Janet no se veía muy feliz pero tampoco se notaba nostálgica. Lo que transmitía
era algo parecido al alivio.
—¿Estás
casada?
—Por
desgracia. Aunque yo creo que el matrimonio se invalida por maltrato. ¿Sabes?
Me casé con él porque me embaracé o me embarazó, no sé ya. Según yo, él se
había puesto el condón, pero los hombres son tramposos. Y no se mostró muy
sorprendido cuando se lo dije. Igual de nada sirvió porque aborté, tal vez no
tan accidentalmente como a él le hubiera gustado.
—¿Abortaste?
—Mirna no pudo evitar recordar su propia historia trágica y sentirse
acompañada.
—Pues no
yendo a una clínica. Me quería morir, más por estar con él arruinando mi vida
que por estar embarazada. Así que quise suicidarme intoxicándome con aspirinas
y tirándome luego por la escalera.

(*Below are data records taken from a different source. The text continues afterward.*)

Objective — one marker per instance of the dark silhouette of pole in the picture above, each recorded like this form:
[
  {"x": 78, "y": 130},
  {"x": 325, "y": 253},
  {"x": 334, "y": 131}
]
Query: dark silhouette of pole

Dicen que las mujeres embarazadas son más
resistentes y en mi caso fue cierto: sólo se fue el bebé. Hasta la fecha no he
logrado que me dé tristeza —sonrió.
—Me pasó
algo también —comenzó Mirna—. Hace muchos años tuve un novio. Yo aún no era
mayor de edad y él ya tenía unos treinta. Siempre me dejaba acariciar porque
era mi… responsabilidad. Y un día él me violó, como si yo fuera una niña
pequeña. No pude defenderme y mi sueño de perder la virginidad con el amor de
mi vida se fue al caño —suspiró, consternada—. Me siento identificada contigo
porque de cierta forma las dos sufrimos un ultraje, ¿no crees?
Janet
asintió y observó a la mujer casi bonita que estaba sentada en la alfombra,
justo frente a ella.
—Si nos
hubiéramos conocido antes, nada nos hubiera ocurrido —le dijo a Mirna,
completamente convencida de tal frase.
—Siempre nos
hemos conocido, sólo que no como ahora.
Janet juró
que aquello era cierto. Se sentó en la alfombra junto a Mirna. Se recargó en su
pecho. El sol entró incómoda e inoportunamente por una de las ventanas y su
color amarillento-anaranjado lo inundó todo, incluso el paisaje detrás de sus
ojos cerrados y delante de sus labios rozándose.